Perhaps that cash is already spoken for. Many Canadians are struggling financially proper now, so a bonus or wage enhance would possibly merely assist cowl the rising value of dwelling or create a little bit of respiratory room in your finances. However when you’re maintaining with month-to-month obligations like lease, mortgage funds, family payments and loans, you could have some flexibility in the way you allocate these bonus bucks—together with saving in direction of your monetary objectives.
“Yr-end bonuses are very thrilling and tempting,” says Reni Odetoyinbo, a monetary influencer in Toronto who shares cash recommendations on her web site, Reni, The Useful resource. “I like to have a look at all my objectives for the yr and see if something wants topping as much as resolve how I spend the bonus.” (Learn her Q&A with MoneySense.)
Are work bonuses taxed?
Earlier than you begin divvying up your {dollars}: Know that bonuses are taxed like your different wages, so it’s possible you’ll not obtain as a lot as you assume. Your employer may also deduct Canada Pension Plan (CPP) contributions and employment insurance coverage (EI) premiums, until you’ve reached your CPP and EI maximums for the yr.
When you don’t want that bonus cash straight away, you may have your employer switch it straight into your registered retirement financial savings plan (RRSP), when you have RRSP contribution room. The good thing about doing this: no federal or provincial taxes might be withheld (in contrast to your common pay, from which taxes are taken off every paycheque), so all the cash might be put to work straight away.
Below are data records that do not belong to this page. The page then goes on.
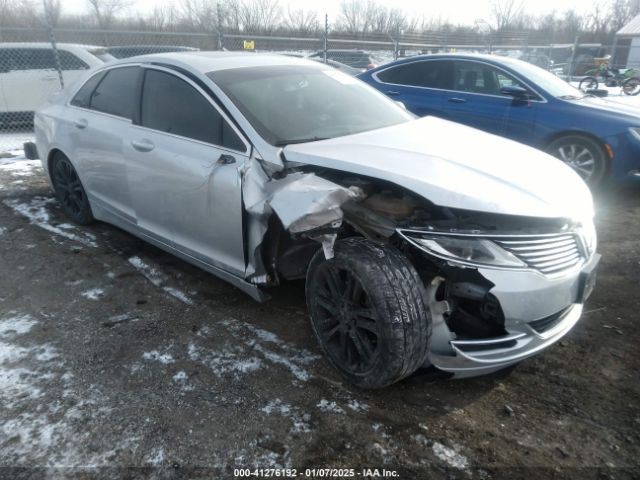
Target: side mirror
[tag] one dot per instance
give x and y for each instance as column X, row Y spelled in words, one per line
column 515, row 91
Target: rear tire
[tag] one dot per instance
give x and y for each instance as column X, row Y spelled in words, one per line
column 588, row 83
column 69, row 190
column 631, row 86
column 368, row 311
column 583, row 154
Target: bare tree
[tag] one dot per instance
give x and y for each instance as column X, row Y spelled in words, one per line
column 105, row 11
column 622, row 12
column 52, row 12
column 357, row 16
column 507, row 14
column 301, row 21
column 200, row 15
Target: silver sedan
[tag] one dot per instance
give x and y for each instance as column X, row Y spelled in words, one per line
column 422, row 242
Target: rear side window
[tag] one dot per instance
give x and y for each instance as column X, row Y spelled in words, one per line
column 171, row 105
column 83, row 97
column 117, row 93
column 430, row 74
column 68, row 61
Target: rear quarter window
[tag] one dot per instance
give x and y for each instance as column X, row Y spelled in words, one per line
column 428, row 74
column 117, row 93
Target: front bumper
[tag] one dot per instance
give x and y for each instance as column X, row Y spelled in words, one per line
column 538, row 311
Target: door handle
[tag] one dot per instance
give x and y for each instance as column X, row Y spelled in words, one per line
column 226, row 159
column 143, row 145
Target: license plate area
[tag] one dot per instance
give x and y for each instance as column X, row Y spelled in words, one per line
column 587, row 280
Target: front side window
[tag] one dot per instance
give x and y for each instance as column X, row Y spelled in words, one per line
column 294, row 103
column 171, row 105
column 83, row 97
column 117, row 93
column 429, row 74
column 29, row 59
column 482, row 78
column 68, row 61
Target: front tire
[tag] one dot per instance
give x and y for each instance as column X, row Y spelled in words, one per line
column 588, row 83
column 368, row 311
column 69, row 190
column 582, row 154
column 631, row 86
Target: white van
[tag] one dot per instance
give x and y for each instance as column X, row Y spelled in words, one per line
column 29, row 74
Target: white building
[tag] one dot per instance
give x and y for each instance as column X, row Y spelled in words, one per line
column 626, row 50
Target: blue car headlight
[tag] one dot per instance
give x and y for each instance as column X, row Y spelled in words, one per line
column 635, row 132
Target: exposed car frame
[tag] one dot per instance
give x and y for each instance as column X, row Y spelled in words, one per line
column 320, row 208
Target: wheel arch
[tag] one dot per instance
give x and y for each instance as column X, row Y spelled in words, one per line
column 607, row 152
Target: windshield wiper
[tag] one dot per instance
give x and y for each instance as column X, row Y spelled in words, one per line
column 571, row 97
column 282, row 143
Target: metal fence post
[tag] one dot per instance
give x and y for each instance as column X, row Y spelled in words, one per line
column 52, row 40
column 572, row 66
column 220, row 35
column 325, row 39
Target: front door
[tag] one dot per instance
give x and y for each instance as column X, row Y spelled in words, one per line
column 184, row 165
column 98, row 125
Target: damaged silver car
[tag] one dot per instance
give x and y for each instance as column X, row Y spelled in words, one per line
column 423, row 243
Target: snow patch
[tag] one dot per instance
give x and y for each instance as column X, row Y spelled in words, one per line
column 299, row 419
column 16, row 325
column 330, row 407
column 229, row 360
column 450, row 456
column 37, row 214
column 289, row 356
column 157, row 278
column 93, row 294
column 155, row 355
column 357, row 406
column 181, row 376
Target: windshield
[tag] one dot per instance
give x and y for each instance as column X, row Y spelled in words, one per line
column 294, row 104
column 546, row 80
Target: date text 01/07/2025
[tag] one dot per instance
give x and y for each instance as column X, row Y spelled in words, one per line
column 314, row 473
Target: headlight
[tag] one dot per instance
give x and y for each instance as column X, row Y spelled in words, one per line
column 476, row 251
column 635, row 131
column 589, row 237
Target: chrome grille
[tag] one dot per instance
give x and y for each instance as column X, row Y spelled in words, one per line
column 548, row 254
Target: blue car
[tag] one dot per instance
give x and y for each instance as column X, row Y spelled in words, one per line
column 599, row 139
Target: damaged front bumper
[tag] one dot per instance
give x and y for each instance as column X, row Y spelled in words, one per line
column 538, row 312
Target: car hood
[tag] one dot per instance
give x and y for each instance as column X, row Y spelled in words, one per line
column 456, row 166
column 618, row 108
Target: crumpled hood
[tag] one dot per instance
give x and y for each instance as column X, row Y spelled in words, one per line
column 457, row 166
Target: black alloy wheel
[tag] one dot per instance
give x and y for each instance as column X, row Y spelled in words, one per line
column 69, row 190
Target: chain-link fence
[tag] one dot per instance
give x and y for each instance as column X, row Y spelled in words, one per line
column 35, row 63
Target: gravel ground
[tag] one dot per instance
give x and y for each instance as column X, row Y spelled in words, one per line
column 118, row 360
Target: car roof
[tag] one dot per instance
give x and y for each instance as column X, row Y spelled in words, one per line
column 206, row 62
column 45, row 45
column 469, row 56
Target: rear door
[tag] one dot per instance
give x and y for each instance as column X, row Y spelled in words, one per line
column 33, row 76
column 100, row 118
column 418, row 85
column 184, row 165
column 475, row 100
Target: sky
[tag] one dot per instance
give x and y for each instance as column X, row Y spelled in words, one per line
column 457, row 12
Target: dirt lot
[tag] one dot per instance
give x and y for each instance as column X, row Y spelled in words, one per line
column 117, row 359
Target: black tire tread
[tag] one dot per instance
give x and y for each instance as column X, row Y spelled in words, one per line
column 389, row 274
column 86, row 216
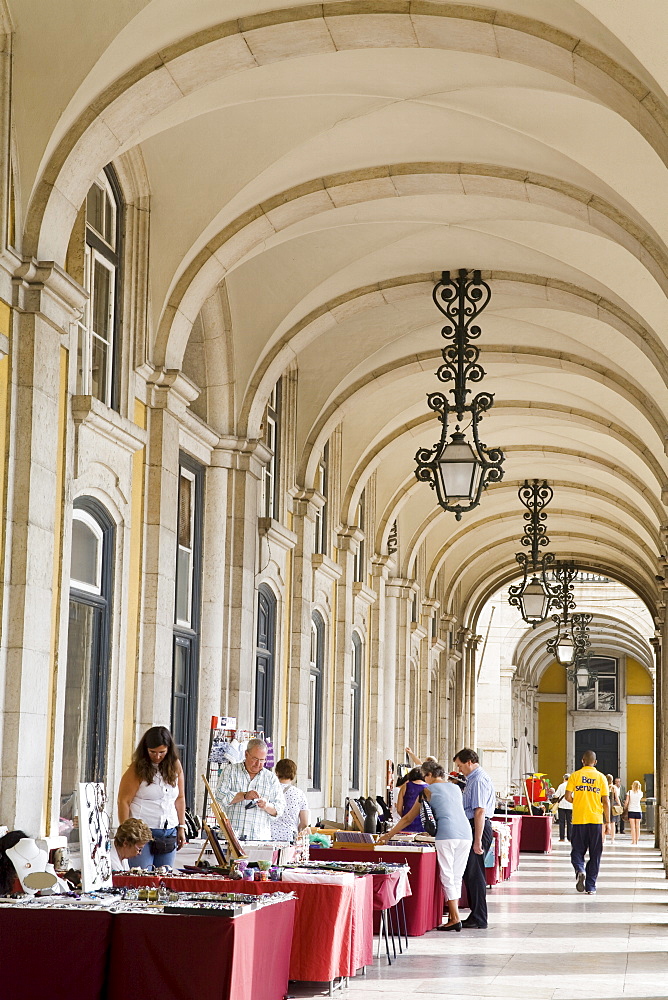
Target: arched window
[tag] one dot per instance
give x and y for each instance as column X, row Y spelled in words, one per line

A notice about bonuses, RRSPs and taxes
Many workers get their bonus in February, a element that issues in relation to submitting your taxes. “Employment revenue—wage or bonus—is taxable when paid,” says Jason Heath, a Licensed Monetary Planner and MoneySense columnist. “So, a February 2025 bonus is taxable in 2025, though it might be tied to 2024 efficiency by the worker or the corporate.”
When you direct your bonus to an RRSP, no taxes might be withheld. When you don’t do that yearly, nonetheless, that may create an unlucky mismatch, Heath notes. “Asking your employer to deposit your bonus on to your RRSP can lead to your full pre-tax bonus being invested straight away. However be careful. When you do that within the first 60 days of the yr, you get to say the deduction in your earlier yr’s tax return. However the bonus is taxable within the yr that it’s acquired. Except you do that yearly, you may find yourself with a tax refund one yr, however a stability owing the subsequent yr.”
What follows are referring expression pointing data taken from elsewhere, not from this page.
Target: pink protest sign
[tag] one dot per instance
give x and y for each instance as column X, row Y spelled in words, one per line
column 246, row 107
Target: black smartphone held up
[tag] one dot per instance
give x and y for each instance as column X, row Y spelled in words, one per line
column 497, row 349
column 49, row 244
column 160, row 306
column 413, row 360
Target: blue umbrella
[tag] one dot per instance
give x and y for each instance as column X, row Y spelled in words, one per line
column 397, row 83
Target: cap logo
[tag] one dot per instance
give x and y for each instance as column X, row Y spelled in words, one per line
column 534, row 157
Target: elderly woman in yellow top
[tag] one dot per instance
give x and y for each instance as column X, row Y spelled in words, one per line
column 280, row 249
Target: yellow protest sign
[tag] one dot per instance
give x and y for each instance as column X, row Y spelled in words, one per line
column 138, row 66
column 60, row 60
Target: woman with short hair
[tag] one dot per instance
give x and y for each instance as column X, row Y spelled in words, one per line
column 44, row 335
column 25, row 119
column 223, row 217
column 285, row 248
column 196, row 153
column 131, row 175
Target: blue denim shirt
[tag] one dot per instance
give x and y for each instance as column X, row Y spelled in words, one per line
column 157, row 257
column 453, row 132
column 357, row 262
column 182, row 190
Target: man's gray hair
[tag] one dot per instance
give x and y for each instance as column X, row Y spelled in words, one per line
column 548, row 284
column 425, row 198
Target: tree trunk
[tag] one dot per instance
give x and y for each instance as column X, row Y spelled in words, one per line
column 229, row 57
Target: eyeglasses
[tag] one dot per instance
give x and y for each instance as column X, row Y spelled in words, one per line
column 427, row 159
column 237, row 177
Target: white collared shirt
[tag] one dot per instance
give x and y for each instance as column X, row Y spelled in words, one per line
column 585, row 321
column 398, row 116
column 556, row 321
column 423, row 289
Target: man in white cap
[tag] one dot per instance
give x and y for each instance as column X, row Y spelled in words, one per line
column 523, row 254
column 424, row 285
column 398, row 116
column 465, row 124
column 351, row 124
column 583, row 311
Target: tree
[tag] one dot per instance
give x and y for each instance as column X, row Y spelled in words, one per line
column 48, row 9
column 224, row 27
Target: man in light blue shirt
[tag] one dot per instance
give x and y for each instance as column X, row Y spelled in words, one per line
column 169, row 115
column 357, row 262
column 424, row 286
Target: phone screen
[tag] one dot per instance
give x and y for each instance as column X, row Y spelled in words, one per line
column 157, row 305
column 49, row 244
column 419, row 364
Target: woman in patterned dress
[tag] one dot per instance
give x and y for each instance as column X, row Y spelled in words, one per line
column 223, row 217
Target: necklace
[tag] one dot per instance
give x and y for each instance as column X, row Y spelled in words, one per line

“In fact, the RRSP cash is probably going going to be saved away for a long run, so when you have some extra speedy wants, these are vital to think about,” says Odetoyinbo. On that notice, when you don’t direct your pre-tax bonus to an RRSP, listed below are 5 methods to make use of the cash, plus hyperlinks to suggestions and sources for every one.
1. Repay bank card payments and different high-interest money owed
In case you have high-interest debt on bank cards or a line of credit score, paying it down with a lump sum may prevent tons of of {dollars} in curiosity funds, notes Odetoyinbo. “A cost to your 19.99% bank card debt is likely one of the finest returns you may get.”
When you’re carrying a stability on a number of playing cards, use confirmed methods to pay it down, resembling switching to a low-interest bank card or stability switch bank card—each will help gradual the buildup of curiosity. You would additionally discover consolidating your debt right into a single cost plan.
How does your debt examine?
Canadians’ common bank card stability within the third quarter of 2024 was $4,562, based on TransUnion, considered one of Canada’s two credit score bureaus. That’s 6.97% increased than the identical interval in 2023.
2. Pay down your scholar debt
Do you continue to have scholar debt hanging over your head? When you aren’t carrying any money owed that cost increased curiosity (like bank card debt), think about placing your bonus towards your scholar mortgage. For the 2022–2023 tutorial yr, the typical Canada Scholar Mortgage stability on the time of leaving college was $15,091, based on Employment and Social Growth Canada. It additionally notes that debtors sometimes repay the cash over 9 and a half years—think about slashing that by a yr or two.